In drei Städten des Kalischer Landes gab es nennenswerte deutsche Minderheiten so in Kalisch, Rosterschütz und Turek. Die Einwanderung nach Rosterschütz 1738 durch die Ansiedlung deutschsprachiger Züchner, Parchner und Weber aus Schlesien. In Turek siedelte sich ab 1826 eine große Zahl deutschsprachiger meist katholischer Weber aus Böhmen an.

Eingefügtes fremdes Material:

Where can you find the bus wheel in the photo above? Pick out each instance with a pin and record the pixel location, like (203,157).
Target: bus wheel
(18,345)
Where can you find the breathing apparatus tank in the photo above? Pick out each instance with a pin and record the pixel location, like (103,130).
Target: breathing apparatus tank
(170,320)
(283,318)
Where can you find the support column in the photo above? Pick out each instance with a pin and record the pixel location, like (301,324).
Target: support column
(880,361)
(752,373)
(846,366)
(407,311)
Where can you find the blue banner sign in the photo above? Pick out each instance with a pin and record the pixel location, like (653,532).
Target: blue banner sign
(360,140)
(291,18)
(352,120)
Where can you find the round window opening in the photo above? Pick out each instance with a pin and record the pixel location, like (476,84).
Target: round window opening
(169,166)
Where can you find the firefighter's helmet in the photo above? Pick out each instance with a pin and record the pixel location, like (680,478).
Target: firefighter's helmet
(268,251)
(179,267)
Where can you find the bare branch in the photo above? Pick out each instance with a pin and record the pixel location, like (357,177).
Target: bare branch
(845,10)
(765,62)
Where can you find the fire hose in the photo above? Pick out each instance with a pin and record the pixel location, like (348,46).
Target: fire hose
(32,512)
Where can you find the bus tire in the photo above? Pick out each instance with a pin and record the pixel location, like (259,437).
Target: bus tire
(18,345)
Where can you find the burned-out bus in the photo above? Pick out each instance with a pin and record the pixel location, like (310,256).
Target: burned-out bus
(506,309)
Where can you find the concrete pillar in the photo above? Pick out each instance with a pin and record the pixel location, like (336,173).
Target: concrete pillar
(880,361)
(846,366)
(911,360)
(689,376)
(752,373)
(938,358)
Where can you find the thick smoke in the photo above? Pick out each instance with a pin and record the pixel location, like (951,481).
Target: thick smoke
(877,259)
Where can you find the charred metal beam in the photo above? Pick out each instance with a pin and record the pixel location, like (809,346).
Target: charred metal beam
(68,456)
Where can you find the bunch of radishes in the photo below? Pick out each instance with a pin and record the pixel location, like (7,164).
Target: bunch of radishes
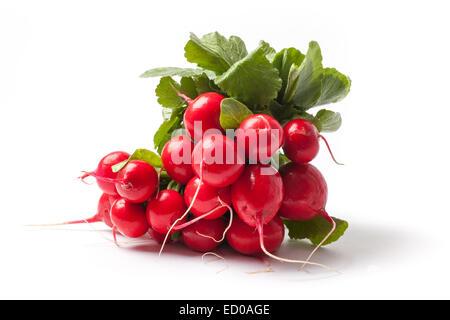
(227,125)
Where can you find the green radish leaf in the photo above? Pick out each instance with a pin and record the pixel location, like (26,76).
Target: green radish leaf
(305,115)
(188,87)
(167,96)
(269,52)
(335,86)
(214,52)
(140,154)
(164,133)
(172,71)
(175,236)
(310,78)
(252,80)
(232,113)
(288,61)
(204,84)
(316,229)
(327,121)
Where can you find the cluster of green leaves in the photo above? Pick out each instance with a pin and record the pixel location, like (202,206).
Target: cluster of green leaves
(316,229)
(285,84)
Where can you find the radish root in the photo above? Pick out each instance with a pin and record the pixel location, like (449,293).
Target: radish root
(333,223)
(223,204)
(185,213)
(263,248)
(329,150)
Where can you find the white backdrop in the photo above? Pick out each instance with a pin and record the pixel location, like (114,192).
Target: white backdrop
(70,93)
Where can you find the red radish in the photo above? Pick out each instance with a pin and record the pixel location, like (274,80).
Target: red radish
(137,181)
(129,219)
(261,135)
(207,199)
(204,234)
(257,194)
(305,192)
(103,209)
(163,210)
(158,237)
(220,163)
(176,158)
(104,170)
(305,195)
(205,109)
(301,141)
(245,239)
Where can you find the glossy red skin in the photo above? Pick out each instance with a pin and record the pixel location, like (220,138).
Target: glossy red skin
(305,192)
(213,228)
(138,181)
(129,218)
(104,170)
(180,172)
(257,125)
(158,237)
(164,210)
(205,108)
(301,140)
(217,174)
(256,197)
(104,207)
(207,199)
(245,239)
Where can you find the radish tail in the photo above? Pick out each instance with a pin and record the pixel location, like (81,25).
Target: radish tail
(263,248)
(223,204)
(333,223)
(181,95)
(185,213)
(187,224)
(104,179)
(115,236)
(93,219)
(329,150)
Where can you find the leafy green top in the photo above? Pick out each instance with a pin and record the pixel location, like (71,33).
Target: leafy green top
(285,84)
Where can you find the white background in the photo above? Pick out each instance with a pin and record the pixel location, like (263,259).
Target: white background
(70,93)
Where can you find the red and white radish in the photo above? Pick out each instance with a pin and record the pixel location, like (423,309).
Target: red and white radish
(103,213)
(305,195)
(261,136)
(163,210)
(217,158)
(209,199)
(245,239)
(128,218)
(257,196)
(204,235)
(104,170)
(301,141)
(204,111)
(176,158)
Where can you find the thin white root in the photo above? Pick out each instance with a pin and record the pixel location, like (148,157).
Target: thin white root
(266,263)
(321,242)
(219,257)
(263,248)
(223,204)
(184,214)
(159,177)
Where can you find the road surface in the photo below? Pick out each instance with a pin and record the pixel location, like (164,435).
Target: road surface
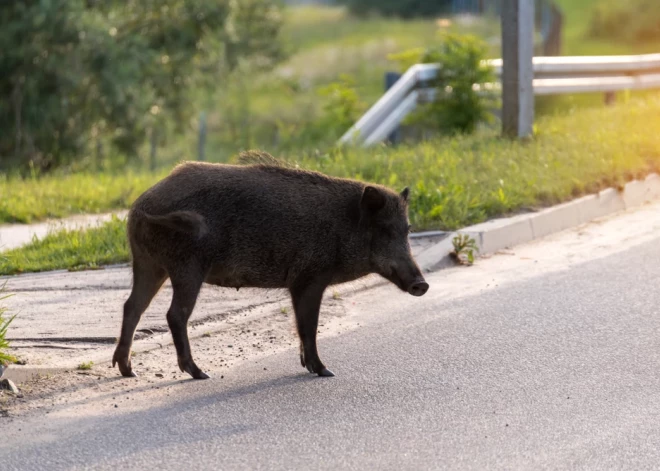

In der Stadt Kalisch kam es in Südpreussischer Zeit zur Ansiedlung vieler deutscher beim Wiederaufbau der Stadt 1793. Ein Großteil dieser deutschen Zuwanderer verließ Kalisch jedoch wieder im Jahre 1831.[4]
Mit der Vertreibung 1945 endete die Geschichte deutschen Sprachinseln im Kalischer Land.
Siehe auch
Einzelnachweise
Literatur
- Dietrich Reiser: Die deutschen Siedlungen im Kalischer Land. In: Dt. Mh. Pol. 5 (1938–1939) Nr. 11/12, S. 486–510.
- Albert Breyer: Deutsche Gaue in Mittelpolen. Erstveröffentlichung 1935 in: Deutsche Monatshefte in Polen. Jahrgang 1 (11), Heft 10, April 1935.
- Eduard Kneifel: Die evangelisch-ausburgischen Gemeinden der Kalischer Diözese. Günther Wolff zu Plauen im Vogtland, 1937. (PDF, 55,44 MB).